Tal como o governo espanhol, prefiro que a autoria dos atentados de Madrid seja da ETA. A alternativa é demasiado assustadora.

Pensando unicamente nos interesses imediatos do país onde nasci, da cidade onde vivo, da segurança dos meus vizinhos, da família e amigos, da minha integridade pessoal, prefiro de longe a ETA.

O impacto psicológico, político e social de um atentado fundamentalista islâmico na capital de um dos dois aliados ibéricos da guerra ao terrorismo de Bush é preocupante para a segurança e paz do nosso quintal. A própria europa no seu todo sentirá as ondas de impacto das explosões de 11 de Março, na hipótese islâmica. Pense-se no peso das comunidades imigrantes muçulmanos na Europa e uma vaga de xenofobia e de anti-islamismo é muito provável.

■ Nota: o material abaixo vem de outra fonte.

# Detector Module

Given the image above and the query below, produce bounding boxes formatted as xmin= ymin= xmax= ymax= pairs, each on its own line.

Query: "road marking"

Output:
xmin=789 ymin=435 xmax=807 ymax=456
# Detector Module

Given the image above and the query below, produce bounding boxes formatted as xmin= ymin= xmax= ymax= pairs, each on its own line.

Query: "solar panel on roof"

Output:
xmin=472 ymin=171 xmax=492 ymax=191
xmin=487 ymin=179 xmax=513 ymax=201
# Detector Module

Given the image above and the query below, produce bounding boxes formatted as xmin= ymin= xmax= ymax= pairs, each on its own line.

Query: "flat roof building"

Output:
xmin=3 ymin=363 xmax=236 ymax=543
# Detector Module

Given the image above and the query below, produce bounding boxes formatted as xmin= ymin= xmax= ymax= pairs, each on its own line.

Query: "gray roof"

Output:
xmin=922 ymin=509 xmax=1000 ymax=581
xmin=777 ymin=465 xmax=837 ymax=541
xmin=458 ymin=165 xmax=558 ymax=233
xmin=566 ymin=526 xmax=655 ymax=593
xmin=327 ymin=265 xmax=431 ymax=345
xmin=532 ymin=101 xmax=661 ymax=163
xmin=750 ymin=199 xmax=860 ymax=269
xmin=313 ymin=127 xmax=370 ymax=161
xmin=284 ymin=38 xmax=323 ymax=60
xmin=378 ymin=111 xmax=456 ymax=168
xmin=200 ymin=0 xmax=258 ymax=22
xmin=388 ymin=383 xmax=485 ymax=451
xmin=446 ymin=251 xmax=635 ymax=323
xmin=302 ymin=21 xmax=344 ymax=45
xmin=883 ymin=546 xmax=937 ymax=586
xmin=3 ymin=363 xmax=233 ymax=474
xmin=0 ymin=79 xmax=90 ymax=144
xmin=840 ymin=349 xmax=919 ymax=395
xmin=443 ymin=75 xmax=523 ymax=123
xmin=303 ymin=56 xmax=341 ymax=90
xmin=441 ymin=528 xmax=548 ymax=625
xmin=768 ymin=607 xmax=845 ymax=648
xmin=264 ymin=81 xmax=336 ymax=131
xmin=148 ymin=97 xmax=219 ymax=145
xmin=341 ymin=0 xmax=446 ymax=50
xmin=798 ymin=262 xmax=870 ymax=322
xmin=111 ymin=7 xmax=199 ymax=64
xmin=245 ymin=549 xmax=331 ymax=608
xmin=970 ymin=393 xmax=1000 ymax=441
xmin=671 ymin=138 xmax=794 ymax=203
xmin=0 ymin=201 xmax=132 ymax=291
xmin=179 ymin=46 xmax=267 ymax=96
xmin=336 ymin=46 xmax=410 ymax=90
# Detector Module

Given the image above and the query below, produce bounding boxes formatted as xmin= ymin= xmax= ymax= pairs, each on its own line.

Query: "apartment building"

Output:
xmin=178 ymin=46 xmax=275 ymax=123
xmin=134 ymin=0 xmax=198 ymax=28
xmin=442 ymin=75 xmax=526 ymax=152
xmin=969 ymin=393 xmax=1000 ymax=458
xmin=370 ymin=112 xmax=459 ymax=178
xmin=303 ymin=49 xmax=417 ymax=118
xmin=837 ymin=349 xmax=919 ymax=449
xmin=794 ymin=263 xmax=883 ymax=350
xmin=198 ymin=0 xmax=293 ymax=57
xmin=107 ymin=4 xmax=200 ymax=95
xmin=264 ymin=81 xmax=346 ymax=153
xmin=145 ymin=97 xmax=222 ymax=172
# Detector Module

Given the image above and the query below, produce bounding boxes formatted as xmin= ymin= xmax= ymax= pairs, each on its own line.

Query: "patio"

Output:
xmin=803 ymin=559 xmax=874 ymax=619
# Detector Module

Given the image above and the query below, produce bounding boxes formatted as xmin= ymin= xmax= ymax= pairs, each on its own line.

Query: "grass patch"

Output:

Se me fosse possível escolher, prefereria fechar os olhos com força, tapar aos ouvidos com as mãos e repetir até a exaustão a ladainha:
"A culpa é da ETA"
"A culpa é da ETA"
"A culpa é da ETA"
"A culpa é da ETA"


Os neo-conservadores e a sua visão hiper-simplificadora da realidade. Pretendem alterar o panorama através do discurso delimitador de fronteiras rígidas entre nós e os outros, o claro e o escuro, entre o bem absoluto e o mal absoluto. Este discurso securitário, claro e apelativo, de tanto ser repetido, toldou o olhar e apressou a conclusão de quem o profere. Ideologizou a defesa do interesse do povo espanhol. Estruturada em torno da guerra ao terrorismo a visão neo-conservadora do mundo deturpou-se. Perdida a capacidade de leitura do mundo, tornou-se como um corpo rígido sob a acção de forças contrárias, imóvel até cair ou quebrar. O governo espanhol foi, pela segunda vez, incapaz de reagir à surpresa, ao acontecimento que foge do paradigma e ao cenário antecipado.

A imputação da culpa à ETA, com base em pressupostos, perspectivas e desejos, sem provas factuais, é de uma fraca compreensão do Estado de Direito, porque julga com base em intenções e presuspostos. É uma irresponsabilidade política porque fractura, para gerações, a sociedade espanhola.

Fazê-lo com base em cálculos eleitorais é indesculpável.